The perfection of Kubrick’s direction encompasses the circular nature of Alex’s journey from teenage ultraviolence, through a brutal prison system, to an avant garde psychological facility.
But when Alex returns home, around the half way point, the story turns in on itself and circles, event by event, back to the beginning.
I obtained a 1080p copy and re-watched it on a large screen to reacquaint myself, and it is as brutal and affecting as I recall.

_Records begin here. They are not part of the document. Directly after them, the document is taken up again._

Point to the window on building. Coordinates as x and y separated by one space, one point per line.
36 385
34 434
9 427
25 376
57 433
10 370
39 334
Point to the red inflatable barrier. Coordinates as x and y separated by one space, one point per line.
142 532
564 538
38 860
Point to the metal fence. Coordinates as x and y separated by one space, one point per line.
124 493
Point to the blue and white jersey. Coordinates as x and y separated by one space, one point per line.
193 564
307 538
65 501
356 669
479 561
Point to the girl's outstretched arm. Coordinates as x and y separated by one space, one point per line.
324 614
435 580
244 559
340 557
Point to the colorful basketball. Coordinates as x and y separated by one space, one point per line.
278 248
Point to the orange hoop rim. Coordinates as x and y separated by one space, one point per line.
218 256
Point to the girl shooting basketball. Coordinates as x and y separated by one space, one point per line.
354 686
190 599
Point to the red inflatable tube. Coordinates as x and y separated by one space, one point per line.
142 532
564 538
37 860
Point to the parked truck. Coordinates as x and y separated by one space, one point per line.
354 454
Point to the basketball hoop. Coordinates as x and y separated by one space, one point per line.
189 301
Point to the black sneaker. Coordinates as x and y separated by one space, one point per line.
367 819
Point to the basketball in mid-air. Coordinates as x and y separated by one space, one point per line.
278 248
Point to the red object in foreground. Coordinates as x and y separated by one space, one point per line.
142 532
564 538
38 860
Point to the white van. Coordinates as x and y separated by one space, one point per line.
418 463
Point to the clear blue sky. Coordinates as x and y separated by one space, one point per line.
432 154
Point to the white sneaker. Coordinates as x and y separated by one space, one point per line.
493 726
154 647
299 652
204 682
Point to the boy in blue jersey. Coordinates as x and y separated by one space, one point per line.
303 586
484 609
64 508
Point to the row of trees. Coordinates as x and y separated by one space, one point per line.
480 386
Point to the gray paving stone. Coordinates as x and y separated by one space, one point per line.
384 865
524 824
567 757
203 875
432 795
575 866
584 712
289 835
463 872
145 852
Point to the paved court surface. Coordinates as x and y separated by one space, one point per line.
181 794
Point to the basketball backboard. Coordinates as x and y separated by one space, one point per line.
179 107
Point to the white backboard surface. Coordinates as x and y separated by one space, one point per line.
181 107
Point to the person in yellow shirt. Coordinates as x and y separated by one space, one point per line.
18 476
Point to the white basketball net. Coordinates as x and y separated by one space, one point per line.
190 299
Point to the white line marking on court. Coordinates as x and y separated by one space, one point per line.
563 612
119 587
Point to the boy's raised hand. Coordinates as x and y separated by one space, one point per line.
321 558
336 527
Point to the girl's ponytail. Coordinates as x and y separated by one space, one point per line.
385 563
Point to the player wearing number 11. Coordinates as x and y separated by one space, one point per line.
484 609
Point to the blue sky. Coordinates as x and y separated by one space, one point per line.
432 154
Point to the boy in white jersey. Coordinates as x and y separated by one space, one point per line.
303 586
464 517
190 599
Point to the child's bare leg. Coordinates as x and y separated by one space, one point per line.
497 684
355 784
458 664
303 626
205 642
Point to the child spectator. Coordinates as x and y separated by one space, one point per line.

The book is partially written in an argot called "Nadsat", from the Russian suffix that is equivalent to '-teen' in English. In the film it’s still very present, although Kubrick uses the context to make us immediately aware of what the argot means. EG, the film begins with a closeup of Alex, dressed in his night attire and with false eyelash. The camera pans out, slowly revealing his three ‘droogs’, comrades in crime. They’re drinking amphetamine-laced milk in the Korova Milk Bar.
Soon, Alex and his droogs set off as ‘hogs of the road’ in a stolen Durango 95, which to me looked a bit like a Lotus. And the horrific “ultraviolence” begins.

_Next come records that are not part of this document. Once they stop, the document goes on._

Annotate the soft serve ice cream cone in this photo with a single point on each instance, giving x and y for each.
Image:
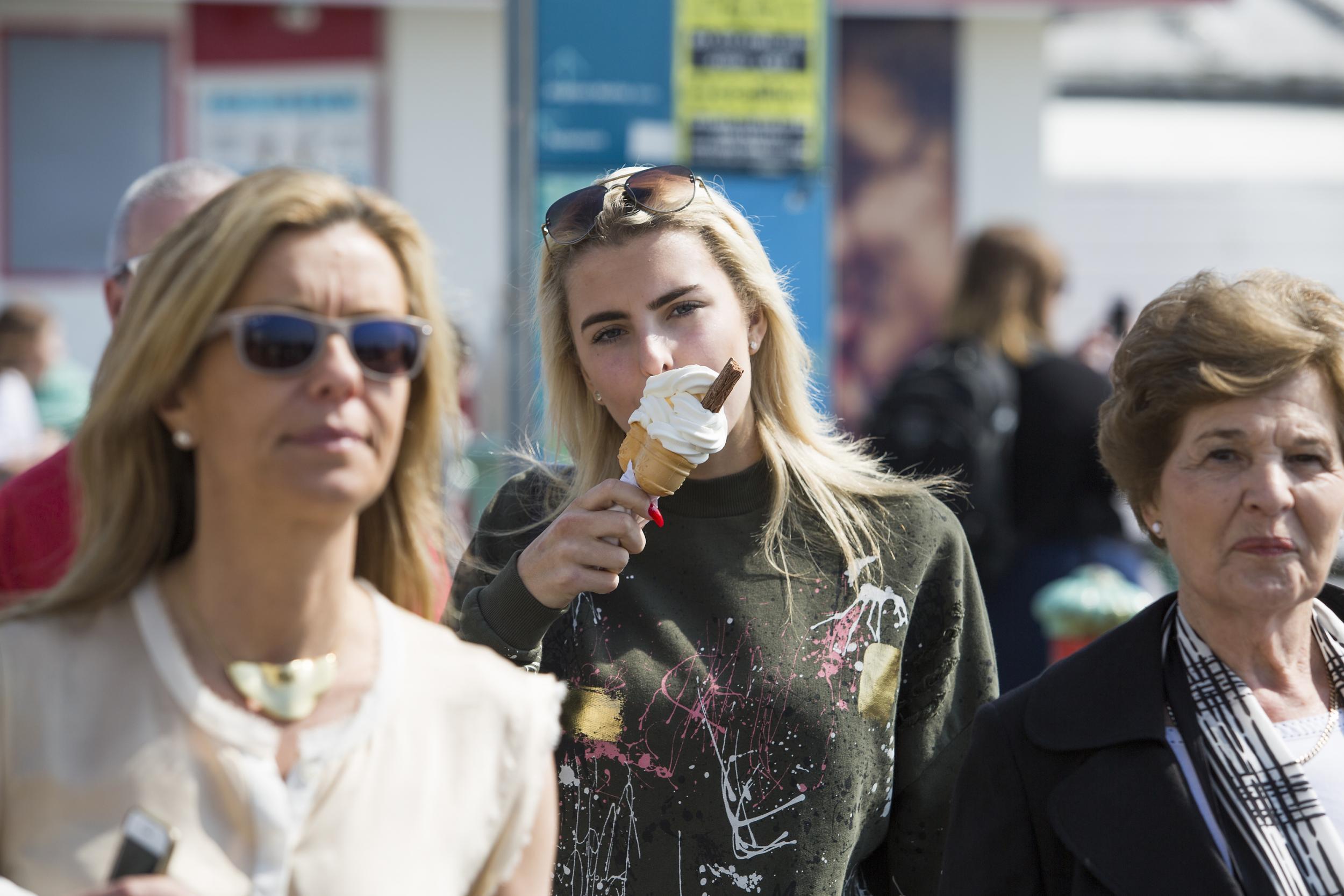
(673, 433)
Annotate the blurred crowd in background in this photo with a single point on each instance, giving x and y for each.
(971, 205)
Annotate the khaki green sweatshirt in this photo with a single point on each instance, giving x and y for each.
(735, 731)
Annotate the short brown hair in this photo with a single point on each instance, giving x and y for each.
(1009, 276)
(20, 326)
(1210, 340)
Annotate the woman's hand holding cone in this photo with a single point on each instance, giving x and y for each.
(571, 556)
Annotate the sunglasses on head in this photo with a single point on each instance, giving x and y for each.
(655, 190)
(283, 342)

The sound track is dominated by Beethoven, although it’s played on a Korg synthesiser to menacing, psychedelic effect. This ain’t no Beethoven I ever heard. According to Wikipedia, At the American publisher's insistence, Burgess allowed its editors to cut the redeeming final chapter from the US version, so that the tale would end on a darker note, with Alex becoming his old, ultraviolent self again – an ending which the publisher insisted would be "more realistic" and appealing to a US audience. The film adaptation, directed by Stanley Kubrick, is based on the American edition of the book, and is considered to be "badly flawed" by Burgess.
A screen grab from near the end of the film.
To watch this film again reminded me very much how avant garde the early 70s were. The brutalist architecture. Just look at the amazing fashion (shown in the screen grab). The pillar-box-red plastic fashion. His floral tie.
As in the later McDowell film “O Lucky Man” there is a strong theme of the underlying corruption of government and the police, and the repression of the Left. At the end, the writer character is ‘put away for the good of the public’.
I’m a novelist, and I think that Burgess himself, the author of A Clockwork Orange, might have thought he could incur the wrath of the right-wing Conservative government and be ‘put away’.
Notes:
He wrote in his autobiographical You've Had Your Time (1990), that in re-learning Russian at this time, he found inspiration for the Russian-based slang Nadsat that he created for A Clockwork Orange, going on to note, "I would resist to the limit any publisher's demand that a glossary be provided."